This is going to be part of a series of posts in which we show how refinery builds on top of qdrant, an open-source vector search engine.
At Kern AI, we believe that the biggest breakthrough in deep learning is all about embeddings. If you wonder what that means: computers can’t really understand unstructured texts or images. Instead, they require some numeric representation of e.g. a text. But how can you transform text into numbers? This is precisely what neural networks excel at, they can learn such representations. What is the benefit, you might wonder? You can calculate with e.g. the meaning of a text. What is the output of “king” - “man” + “woman”? With embeddings, you’ll get the numeric representation of “queen”. And that is nothing less but breakthrough material!

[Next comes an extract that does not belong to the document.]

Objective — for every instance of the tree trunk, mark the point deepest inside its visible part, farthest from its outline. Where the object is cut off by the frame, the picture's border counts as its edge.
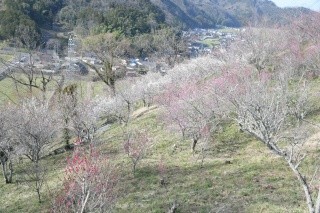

In other terms: embeddings are a generalization of database technologies. Instead of filtering and searching only on structured data such as spreadsheets, we’re currently experiencing search technologies build on top of embeddings. Effectively, you turn text into a query-able structure that embeds the meaning of the text.
Let’s say you’re looking for the answer to a question in a large text corpus. With embeddings, you can turn the text passages into numeric vectors, and compute the closest vector to your question. Statistically speaking, this gives you the most relevant answer to your question. You don’t even need to match keywords here, embeddings understand synonyms and context!
At Kern AI, we have built refinery, an open-source IDE for data-centric NLP. Here, we make use of large-scale language models to compute said embeddings and enable developers to find e.g. similar training samples, to find outliers, or to programmatically apply labeling to the training data.
But as we’ve built our developer tool, we realized that scalability was a big issue. Retrieving similar pairs based on their cosine similarity (given by their embeddings) was something we couldn’t do on larger scales, e.g. hundreds of thousands of records.
This is where qdrant, an open-source vector search engine enters the game. Implemented in Rust, their engine provides an API to their vector database which allows you to retrieve similar pairs even under high load within milliseconds.
Now, let’s look into an example snippet of our application, in which we have set up an endpoint using FastAPI to retrieve the (up to) 100 most similar records given some reference record:
You can look further into the code base here
As you can see, it is rather straightforward. You need to get the query vector which is your reference, and can limit the result set by a similarity threshold (i.e. which cosine similarity do result records need to have to be contained in the filtered set?). Further, you could extend the search via query filters, which we’re not making use of so far.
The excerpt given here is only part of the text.